Exposures may not always be significant, but when they are, investors should take notice

Much of the time exposures are close to zero (for example, for the GB Term Spread). This suggests they are unlikely to have a major impact on the index. But when they do dip or soar, the effects may be significant. As the GB Term Spread sensitivity dipped at the height of the global financial crisis, it also detracted almost 20% from the index return over the next year. Imagine if you could have hedged that macro exposure!

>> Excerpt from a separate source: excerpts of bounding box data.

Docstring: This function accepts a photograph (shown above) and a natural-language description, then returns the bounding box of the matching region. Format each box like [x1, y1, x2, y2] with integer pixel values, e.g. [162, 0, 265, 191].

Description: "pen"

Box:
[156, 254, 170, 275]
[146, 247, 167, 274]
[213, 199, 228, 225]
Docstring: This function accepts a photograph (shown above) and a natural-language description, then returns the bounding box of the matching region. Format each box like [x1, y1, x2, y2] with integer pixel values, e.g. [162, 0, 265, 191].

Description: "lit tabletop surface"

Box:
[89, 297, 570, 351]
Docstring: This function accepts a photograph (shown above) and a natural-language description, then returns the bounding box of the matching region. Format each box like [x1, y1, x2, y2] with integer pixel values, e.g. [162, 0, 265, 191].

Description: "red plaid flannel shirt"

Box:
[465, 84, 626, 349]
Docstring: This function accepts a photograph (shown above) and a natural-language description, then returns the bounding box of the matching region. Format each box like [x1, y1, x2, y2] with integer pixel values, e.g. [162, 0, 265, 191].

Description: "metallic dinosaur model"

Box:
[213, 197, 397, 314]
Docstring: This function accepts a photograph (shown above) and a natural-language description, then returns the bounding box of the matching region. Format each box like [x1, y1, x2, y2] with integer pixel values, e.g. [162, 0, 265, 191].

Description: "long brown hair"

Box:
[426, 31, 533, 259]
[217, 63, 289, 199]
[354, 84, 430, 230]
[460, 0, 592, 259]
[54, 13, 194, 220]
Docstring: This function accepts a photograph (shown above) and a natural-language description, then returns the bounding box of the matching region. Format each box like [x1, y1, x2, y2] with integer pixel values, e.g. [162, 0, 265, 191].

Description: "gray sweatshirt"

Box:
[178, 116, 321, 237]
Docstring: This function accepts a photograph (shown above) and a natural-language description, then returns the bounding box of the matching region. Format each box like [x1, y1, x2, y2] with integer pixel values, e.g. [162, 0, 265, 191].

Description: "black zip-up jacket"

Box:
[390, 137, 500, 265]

Figure 3. Cumulative Return Contribution of Highest Contributing Macro Factors

Source: Qontigo

Figure 4. Exposures to Highest Contributing Macroeconomic Factors

Source: Qontigo


Your results may differ, of course, especially in an active portfolio. This simple example was based on a broad index. In future articles, we will look at the macro exposures and their impact on the return of various types of portfolios. The model is designed to recognize these exposures and their contributions to portfolio risk and return. It can also be used in portfolio construction to mitigate the types of risks we have noted here, or to allow users to bet more efficiently on the factors on which they have views, while maintaining the same overall total and active risk level as the standard fundamental model on which these factors have been projected. It may not be necessary for every risk review or portfolio rebalancing, but when the macro factors speak, investors should listen.

1 Note that the style and industry exposures for the macro model are residual to the macroeconomic factors, so the interpretation of the exposures is different

2 Note that we use “exposure” and “sensitivity” interchangeably here. One could also use the term beta.